The AI Containment (or Boxing) problem is, given an artificial general intelligence or a prospective artificial general intelligence, how do you keep it from influencing the world? Containment is vital to safety, because without it, other safety strategies fail to work. If you have an AGI that you’re still testing, you need to keep it securely contained, or else when you find a dangerous bug, it will be too late. If you have a tripwire that’s supposed to warn you if the AGI is planning something dangerous, you need to keep it securely contained, or else it will disable the tripwire or intercept the warning. If you have a multi-part system where your two AGIs have to agree before they proceed with a plan, you have to keep them contained, or else one of the AGIs may decide to remove the other’s veto.
Others have observed that AGI containment isn’t a sufficient safety measure, because an AGI could convince its gatekeepers to let it out. While this is true, what it means is that containment is necessary, but not sufficient. And containment has one major advantage over most other subproblems of AGI safety: we know what needs to be done.
I recently applied for a grant to work on the AGI containment problem. If granted, I’ll be working on the AGI containment problem full time starting in September, with two other collaborators. In the mean time, I’ll be spending as much of my spare time on it as I can on it, because despite being massively important, to the best of my knowledge, the three of us are the only people in the world working on the problem. In the process of writing that grant application, I spent some time exploring the space of possible containment strategies and technologies, and discovered a massive amount of important work to be done.
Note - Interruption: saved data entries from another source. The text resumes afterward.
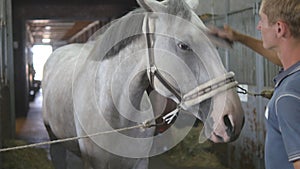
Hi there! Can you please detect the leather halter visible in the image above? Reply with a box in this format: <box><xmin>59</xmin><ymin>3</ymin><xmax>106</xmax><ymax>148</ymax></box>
<box><xmin>146</xmin><ymin>33</ymin><xmax>182</xmax><ymax>102</ymax></box>
<box><xmin>144</xmin><ymin>16</ymin><xmax>238</xmax><ymax>124</ymax></box>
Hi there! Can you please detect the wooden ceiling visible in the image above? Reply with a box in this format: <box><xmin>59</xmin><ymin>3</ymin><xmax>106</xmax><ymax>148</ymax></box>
<box><xmin>26</xmin><ymin>20</ymin><xmax>94</xmax><ymax>45</ymax></box>
<box><xmin>13</xmin><ymin>0</ymin><xmax>138</xmax><ymax>46</ymax></box>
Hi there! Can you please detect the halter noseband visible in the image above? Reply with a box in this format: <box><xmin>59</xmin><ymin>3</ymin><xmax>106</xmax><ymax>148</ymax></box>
<box><xmin>144</xmin><ymin>16</ymin><xmax>238</xmax><ymax>124</ymax></box>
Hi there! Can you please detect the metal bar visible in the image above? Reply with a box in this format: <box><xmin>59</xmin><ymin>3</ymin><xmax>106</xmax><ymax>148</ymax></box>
<box><xmin>254</xmin><ymin>1</ymin><xmax>265</xmax><ymax>167</ymax></box>
<box><xmin>3</xmin><ymin>9</ymin><xmax>8</xmax><ymax>85</ymax></box>
<box><xmin>224</xmin><ymin>0</ymin><xmax>230</xmax><ymax>70</ymax></box>
<box><xmin>0</xmin><ymin>3</ymin><xmax>2</xmax><ymax>167</ymax></box>
<box><xmin>0</xmin><ymin>0</ymin><xmax>4</xmax><ymax>83</ymax></box>
<box><xmin>5</xmin><ymin>0</ymin><xmax>15</xmax><ymax>138</ymax></box>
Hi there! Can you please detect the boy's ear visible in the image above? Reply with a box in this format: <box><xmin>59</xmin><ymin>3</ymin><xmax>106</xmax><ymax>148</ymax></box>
<box><xmin>276</xmin><ymin>20</ymin><xmax>290</xmax><ymax>38</ymax></box>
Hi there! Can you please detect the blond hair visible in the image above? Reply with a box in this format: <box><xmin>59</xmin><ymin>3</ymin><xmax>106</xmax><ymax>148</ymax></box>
<box><xmin>262</xmin><ymin>0</ymin><xmax>300</xmax><ymax>37</ymax></box>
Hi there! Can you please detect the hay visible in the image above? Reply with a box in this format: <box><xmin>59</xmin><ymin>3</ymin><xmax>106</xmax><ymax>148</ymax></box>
<box><xmin>162</xmin><ymin>126</ymin><xmax>230</xmax><ymax>169</ymax></box>
<box><xmin>1</xmin><ymin>140</ymin><xmax>54</xmax><ymax>169</ymax></box>
<box><xmin>0</xmin><ymin>128</ymin><xmax>229</xmax><ymax>169</ymax></box>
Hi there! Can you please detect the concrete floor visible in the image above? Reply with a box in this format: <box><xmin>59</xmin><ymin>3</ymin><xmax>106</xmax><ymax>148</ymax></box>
<box><xmin>16</xmin><ymin>91</ymin><xmax>49</xmax><ymax>150</ymax></box>
<box><xmin>14</xmin><ymin>91</ymin><xmax>221</xmax><ymax>169</ymax></box>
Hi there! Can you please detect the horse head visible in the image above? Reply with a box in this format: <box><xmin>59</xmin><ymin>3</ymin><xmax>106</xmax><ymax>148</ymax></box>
<box><xmin>138</xmin><ymin>0</ymin><xmax>245</xmax><ymax>143</ymax></box>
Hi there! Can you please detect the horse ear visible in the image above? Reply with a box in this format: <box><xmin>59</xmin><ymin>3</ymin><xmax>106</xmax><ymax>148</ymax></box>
<box><xmin>137</xmin><ymin>0</ymin><xmax>166</xmax><ymax>12</ymax></box>
<box><xmin>184</xmin><ymin>0</ymin><xmax>200</xmax><ymax>12</ymax></box>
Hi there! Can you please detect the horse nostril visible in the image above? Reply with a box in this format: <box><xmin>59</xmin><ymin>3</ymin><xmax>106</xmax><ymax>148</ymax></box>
<box><xmin>224</xmin><ymin>115</ymin><xmax>234</xmax><ymax>134</ymax></box>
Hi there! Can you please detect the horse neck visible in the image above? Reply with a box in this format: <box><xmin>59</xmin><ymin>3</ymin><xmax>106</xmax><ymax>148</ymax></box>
<box><xmin>104</xmin><ymin>37</ymin><xmax>150</xmax><ymax>112</ymax></box>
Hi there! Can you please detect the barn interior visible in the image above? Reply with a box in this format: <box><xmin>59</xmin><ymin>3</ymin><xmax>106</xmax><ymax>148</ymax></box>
<box><xmin>1</xmin><ymin>0</ymin><xmax>281</xmax><ymax>169</ymax></box>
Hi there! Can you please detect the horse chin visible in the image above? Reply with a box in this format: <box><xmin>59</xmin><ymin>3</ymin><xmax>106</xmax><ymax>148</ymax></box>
<box><xmin>209</xmin><ymin>132</ymin><xmax>231</xmax><ymax>143</ymax></box>
<box><xmin>211</xmin><ymin>131</ymin><xmax>242</xmax><ymax>143</ymax></box>
<box><xmin>203</xmin><ymin>117</ymin><xmax>242</xmax><ymax>143</ymax></box>
<box><xmin>208</xmin><ymin>121</ymin><xmax>243</xmax><ymax>143</ymax></box>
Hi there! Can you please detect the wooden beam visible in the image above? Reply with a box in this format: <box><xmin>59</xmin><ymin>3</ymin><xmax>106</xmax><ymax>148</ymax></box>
<box><xmin>61</xmin><ymin>21</ymin><xmax>93</xmax><ymax>40</ymax></box>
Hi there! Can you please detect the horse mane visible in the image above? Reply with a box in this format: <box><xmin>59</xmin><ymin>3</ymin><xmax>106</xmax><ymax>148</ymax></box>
<box><xmin>89</xmin><ymin>9</ymin><xmax>145</xmax><ymax>60</ymax></box>
<box><xmin>90</xmin><ymin>0</ymin><xmax>192</xmax><ymax>60</ymax></box>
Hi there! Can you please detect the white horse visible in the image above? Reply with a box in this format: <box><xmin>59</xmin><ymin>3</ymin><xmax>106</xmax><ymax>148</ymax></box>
<box><xmin>42</xmin><ymin>0</ymin><xmax>244</xmax><ymax>168</ymax></box>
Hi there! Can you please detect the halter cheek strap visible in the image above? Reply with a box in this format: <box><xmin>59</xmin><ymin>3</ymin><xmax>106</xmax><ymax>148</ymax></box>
<box><xmin>143</xmin><ymin>15</ymin><xmax>154</xmax><ymax>86</ymax></box>
<box><xmin>143</xmin><ymin>14</ymin><xmax>182</xmax><ymax>102</ymax></box>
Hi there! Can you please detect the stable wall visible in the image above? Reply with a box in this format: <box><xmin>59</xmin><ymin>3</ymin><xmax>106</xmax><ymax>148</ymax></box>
<box><xmin>0</xmin><ymin>0</ymin><xmax>15</xmax><ymax>168</ymax></box>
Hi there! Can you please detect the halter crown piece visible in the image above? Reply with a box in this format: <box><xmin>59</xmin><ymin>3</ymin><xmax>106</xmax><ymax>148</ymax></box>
<box><xmin>143</xmin><ymin>14</ymin><xmax>238</xmax><ymax>124</ymax></box>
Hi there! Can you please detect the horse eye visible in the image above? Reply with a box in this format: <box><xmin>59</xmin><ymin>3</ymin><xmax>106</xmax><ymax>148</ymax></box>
<box><xmin>177</xmin><ymin>42</ymin><xmax>192</xmax><ymax>51</ymax></box>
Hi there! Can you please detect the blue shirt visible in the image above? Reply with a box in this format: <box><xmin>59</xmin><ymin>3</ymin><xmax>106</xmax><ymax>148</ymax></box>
<box><xmin>265</xmin><ymin>61</ymin><xmax>300</xmax><ymax>169</ymax></box>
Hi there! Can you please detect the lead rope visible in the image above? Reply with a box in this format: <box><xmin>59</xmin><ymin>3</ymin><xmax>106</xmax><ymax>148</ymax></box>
<box><xmin>237</xmin><ymin>85</ymin><xmax>274</xmax><ymax>99</ymax></box>
<box><xmin>0</xmin><ymin>118</ymin><xmax>160</xmax><ymax>153</ymax></box>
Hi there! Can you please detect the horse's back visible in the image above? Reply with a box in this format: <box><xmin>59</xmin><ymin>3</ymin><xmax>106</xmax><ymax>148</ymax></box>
<box><xmin>42</xmin><ymin>43</ymin><xmax>86</xmax><ymax>153</ymax></box>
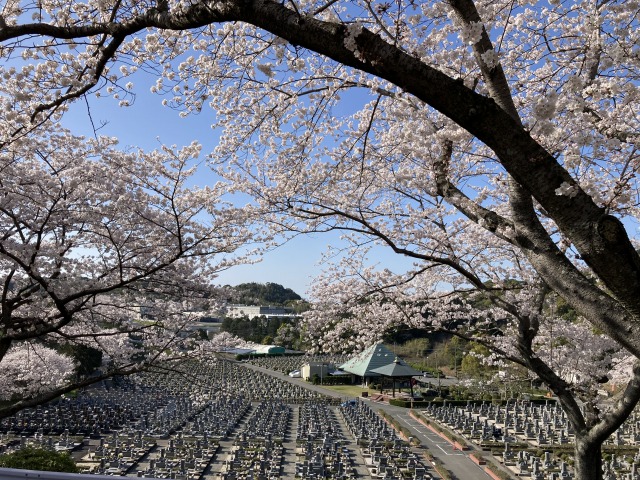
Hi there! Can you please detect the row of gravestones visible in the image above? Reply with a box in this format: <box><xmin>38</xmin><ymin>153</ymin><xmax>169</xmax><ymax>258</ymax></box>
<box><xmin>422</xmin><ymin>400</ymin><xmax>640</xmax><ymax>447</ymax></box>
<box><xmin>503</xmin><ymin>443</ymin><xmax>571</xmax><ymax>479</ymax></box>
<box><xmin>219</xmin><ymin>438</ymin><xmax>283</xmax><ymax>480</ymax></box>
<box><xmin>295</xmin><ymin>401</ymin><xmax>356</xmax><ymax>479</ymax></box>
<box><xmin>421</xmin><ymin>400</ymin><xmax>640</xmax><ymax>480</ymax></box>
<box><xmin>215</xmin><ymin>400</ymin><xmax>346</xmax><ymax>480</ymax></box>
<box><xmin>424</xmin><ymin>401</ymin><xmax>575</xmax><ymax>445</ymax></box>
<box><xmin>297</xmin><ymin>401</ymin><xmax>344</xmax><ymax>441</ymax></box>
<box><xmin>0</xmin><ymin>358</ymin><xmax>336</xmax><ymax>439</ymax></box>
<box><xmin>81</xmin><ymin>400</ymin><xmax>289</xmax><ymax>478</ymax></box>
<box><xmin>64</xmin><ymin>385</ymin><xmax>249</xmax><ymax>477</ymax></box>
<box><xmin>0</xmin><ymin>359</ymin><xmax>328</xmax><ymax>478</ymax></box>
<box><xmin>127</xmin><ymin>399</ymin><xmax>293</xmax><ymax>480</ymax></box>
<box><xmin>92</xmin><ymin>431</ymin><xmax>219</xmax><ymax>478</ymax></box>
<box><xmin>0</xmin><ymin>380</ymin><xmax>181</xmax><ymax>437</ymax></box>
<box><xmin>502</xmin><ymin>445</ymin><xmax>640</xmax><ymax>480</ymax></box>
<box><xmin>212</xmin><ymin>396</ymin><xmax>428</xmax><ymax>480</ymax></box>
<box><xmin>340</xmin><ymin>400</ymin><xmax>430</xmax><ymax>480</ymax></box>
<box><xmin>85</xmin><ymin>393</ymin><xmax>255</xmax><ymax>477</ymax></box>
<box><xmin>0</xmin><ymin>376</ymin><xmax>218</xmax><ymax>477</ymax></box>
<box><xmin>144</xmin><ymin>359</ymin><xmax>339</xmax><ymax>405</ymax></box>
<box><xmin>213</xmin><ymin>401</ymin><xmax>290</xmax><ymax>480</ymax></box>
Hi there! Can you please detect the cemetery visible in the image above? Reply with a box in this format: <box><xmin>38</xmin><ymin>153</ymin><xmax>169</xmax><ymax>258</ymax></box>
<box><xmin>0</xmin><ymin>357</ymin><xmax>434</xmax><ymax>479</ymax></box>
<box><xmin>4</xmin><ymin>353</ymin><xmax>640</xmax><ymax>480</ymax></box>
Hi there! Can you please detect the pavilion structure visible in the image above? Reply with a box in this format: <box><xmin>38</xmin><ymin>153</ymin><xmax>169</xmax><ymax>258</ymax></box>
<box><xmin>370</xmin><ymin>357</ymin><xmax>422</xmax><ymax>398</ymax></box>
<box><xmin>339</xmin><ymin>343</ymin><xmax>421</xmax><ymax>396</ymax></box>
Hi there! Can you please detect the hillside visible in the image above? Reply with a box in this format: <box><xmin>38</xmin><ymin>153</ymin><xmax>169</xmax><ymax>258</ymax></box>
<box><xmin>229</xmin><ymin>282</ymin><xmax>303</xmax><ymax>306</ymax></box>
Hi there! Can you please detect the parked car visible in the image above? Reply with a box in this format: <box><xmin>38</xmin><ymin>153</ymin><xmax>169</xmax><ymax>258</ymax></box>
<box><xmin>288</xmin><ymin>370</ymin><xmax>301</xmax><ymax>378</ymax></box>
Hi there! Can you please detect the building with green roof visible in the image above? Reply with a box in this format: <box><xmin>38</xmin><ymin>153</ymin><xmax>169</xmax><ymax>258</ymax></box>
<box><xmin>338</xmin><ymin>343</ymin><xmax>400</xmax><ymax>384</ymax></box>
<box><xmin>339</xmin><ymin>343</ymin><xmax>423</xmax><ymax>393</ymax></box>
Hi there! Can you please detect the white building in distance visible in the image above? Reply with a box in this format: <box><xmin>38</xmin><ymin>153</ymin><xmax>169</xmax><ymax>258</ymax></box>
<box><xmin>224</xmin><ymin>304</ymin><xmax>301</xmax><ymax>320</ymax></box>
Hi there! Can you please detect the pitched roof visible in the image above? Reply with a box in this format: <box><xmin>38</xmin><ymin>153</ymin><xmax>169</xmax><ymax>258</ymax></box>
<box><xmin>339</xmin><ymin>343</ymin><xmax>399</xmax><ymax>377</ymax></box>
<box><xmin>370</xmin><ymin>357</ymin><xmax>422</xmax><ymax>377</ymax></box>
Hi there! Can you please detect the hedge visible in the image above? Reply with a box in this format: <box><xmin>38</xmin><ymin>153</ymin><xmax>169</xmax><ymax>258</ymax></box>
<box><xmin>388</xmin><ymin>398</ymin><xmax>557</xmax><ymax>408</ymax></box>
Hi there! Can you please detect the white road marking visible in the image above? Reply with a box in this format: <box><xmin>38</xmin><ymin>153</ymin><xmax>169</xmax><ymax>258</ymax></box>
<box><xmin>396</xmin><ymin>415</ymin><xmax>464</xmax><ymax>455</ymax></box>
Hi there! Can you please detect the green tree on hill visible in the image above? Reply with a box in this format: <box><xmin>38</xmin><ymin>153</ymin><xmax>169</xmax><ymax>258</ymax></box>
<box><xmin>231</xmin><ymin>282</ymin><xmax>302</xmax><ymax>306</ymax></box>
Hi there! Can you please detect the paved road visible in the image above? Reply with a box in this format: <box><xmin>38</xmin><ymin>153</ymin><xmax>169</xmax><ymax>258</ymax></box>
<box><xmin>379</xmin><ymin>406</ymin><xmax>493</xmax><ymax>480</ymax></box>
<box><xmin>238</xmin><ymin>360</ymin><xmax>500</xmax><ymax>480</ymax></box>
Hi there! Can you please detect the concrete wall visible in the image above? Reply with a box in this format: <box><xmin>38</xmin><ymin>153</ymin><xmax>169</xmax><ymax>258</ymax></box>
<box><xmin>0</xmin><ymin>467</ymin><xmax>162</xmax><ymax>480</ymax></box>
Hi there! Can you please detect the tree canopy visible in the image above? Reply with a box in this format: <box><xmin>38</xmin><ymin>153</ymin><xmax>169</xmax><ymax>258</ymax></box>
<box><xmin>0</xmin><ymin>93</ymin><xmax>262</xmax><ymax>418</ymax></box>
<box><xmin>230</xmin><ymin>282</ymin><xmax>302</xmax><ymax>305</ymax></box>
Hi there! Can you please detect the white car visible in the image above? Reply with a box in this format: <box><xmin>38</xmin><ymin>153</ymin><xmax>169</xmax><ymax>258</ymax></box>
<box><xmin>288</xmin><ymin>370</ymin><xmax>301</xmax><ymax>378</ymax></box>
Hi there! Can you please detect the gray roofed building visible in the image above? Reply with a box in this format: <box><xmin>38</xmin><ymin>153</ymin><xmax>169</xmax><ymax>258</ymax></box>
<box><xmin>370</xmin><ymin>357</ymin><xmax>422</xmax><ymax>378</ymax></box>
<box><xmin>370</xmin><ymin>356</ymin><xmax>423</xmax><ymax>398</ymax></box>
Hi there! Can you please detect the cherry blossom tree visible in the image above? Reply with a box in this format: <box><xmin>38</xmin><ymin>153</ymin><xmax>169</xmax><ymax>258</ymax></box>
<box><xmin>1</xmin><ymin>1</ymin><xmax>640</xmax><ymax>477</ymax></box>
<box><xmin>0</xmin><ymin>121</ymin><xmax>259</xmax><ymax>418</ymax></box>
<box><xmin>303</xmin><ymin>249</ymin><xmax>636</xmax><ymax>476</ymax></box>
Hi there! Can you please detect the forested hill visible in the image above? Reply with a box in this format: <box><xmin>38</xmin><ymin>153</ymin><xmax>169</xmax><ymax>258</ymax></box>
<box><xmin>229</xmin><ymin>282</ymin><xmax>302</xmax><ymax>305</ymax></box>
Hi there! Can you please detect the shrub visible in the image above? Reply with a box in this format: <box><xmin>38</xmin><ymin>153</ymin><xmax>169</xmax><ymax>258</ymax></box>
<box><xmin>0</xmin><ymin>447</ymin><xmax>79</xmax><ymax>473</ymax></box>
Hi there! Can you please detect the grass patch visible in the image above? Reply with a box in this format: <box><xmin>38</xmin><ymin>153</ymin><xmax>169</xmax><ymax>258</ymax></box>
<box><xmin>315</xmin><ymin>384</ymin><xmax>377</xmax><ymax>398</ymax></box>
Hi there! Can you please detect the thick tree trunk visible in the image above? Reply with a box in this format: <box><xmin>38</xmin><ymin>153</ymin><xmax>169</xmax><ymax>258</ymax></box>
<box><xmin>574</xmin><ymin>436</ymin><xmax>603</xmax><ymax>480</ymax></box>
<box><xmin>0</xmin><ymin>337</ymin><xmax>11</xmax><ymax>363</ymax></box>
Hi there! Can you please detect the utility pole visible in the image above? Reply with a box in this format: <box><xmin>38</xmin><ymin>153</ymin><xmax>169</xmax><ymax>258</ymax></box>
<box><xmin>454</xmin><ymin>340</ymin><xmax>458</xmax><ymax>380</ymax></box>
<box><xmin>437</xmin><ymin>351</ymin><xmax>441</xmax><ymax>396</ymax></box>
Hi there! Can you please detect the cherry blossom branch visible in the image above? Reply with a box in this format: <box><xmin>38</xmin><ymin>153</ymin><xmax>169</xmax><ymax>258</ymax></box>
<box><xmin>446</xmin><ymin>0</ymin><xmax>519</xmax><ymax>120</ymax></box>
<box><xmin>586</xmin><ymin>361</ymin><xmax>640</xmax><ymax>445</ymax></box>
<box><xmin>512</xmin><ymin>311</ymin><xmax>588</xmax><ymax>434</ymax></box>
<box><xmin>433</xmin><ymin>139</ymin><xmax>516</xmax><ymax>244</ymax></box>
<box><xmin>430</xmin><ymin>138</ymin><xmax>629</xmax><ymax>358</ymax></box>
<box><xmin>441</xmin><ymin>327</ymin><xmax>527</xmax><ymax>368</ymax></box>
<box><xmin>30</xmin><ymin>34</ymin><xmax>126</xmax><ymax>123</ymax></box>
<box><xmin>311</xmin><ymin>0</ymin><xmax>341</xmax><ymax>17</ymax></box>
<box><xmin>287</xmin><ymin>201</ymin><xmax>492</xmax><ymax>289</ymax></box>
<box><xmin>443</xmin><ymin>1</ymin><xmax>640</xmax><ymax>358</ymax></box>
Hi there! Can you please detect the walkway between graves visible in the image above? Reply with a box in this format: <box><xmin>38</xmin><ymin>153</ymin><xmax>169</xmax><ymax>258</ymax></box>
<box><xmin>205</xmin><ymin>402</ymin><xmax>255</xmax><ymax>478</ymax></box>
<box><xmin>279</xmin><ymin>402</ymin><xmax>298</xmax><ymax>478</ymax></box>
There should be more people working on this. If you have programming skill, you can get started right now. Here, I present some software projects that need doing.
- Write a Linux kernel module for a tripwired network interface: a device which looks like an inactive network interface from userspace, but rather than being an actual interface, activates a tripwire/alarm when activated.
- Automated seccomp configuration: Write a tool that takes output from strace, which is a list of syscalls, and uses it to generate a BPF filter for Linux’s seccomp mode which allows those syscalls and no others.
- Fuzz test the Torch7 library interfaces for buffer overflows.
- Write a library that uses the Intel CPU performance counters to detect suspicious instruction mixes (eg RowHammer).
- GPU API filtering. Look through a GPGPU library such as CUDA, identify a relatively-safe subset which preserves most of the important functionality, and write a wrapper which runs in a separate process and provides only that subset via an IPC interface.
- Work on anti-steganography techniques for images, audio and video. Ie, make a tool such that if an AGI draws a picture, the gatekeeper run it through the tool and publish the picture and be confident that no one will find a hidden message inside it later.
If you’re convinced that AGI safety is important but have had trouble finding an affordance to actually work on it, hopefully this will help you find a project. These are things that I am not planning to do myself, because I already have a long list of things I’m doing that are this good or better. If no one has jumped in here to say they’re doing it, it probably isn’t getting done.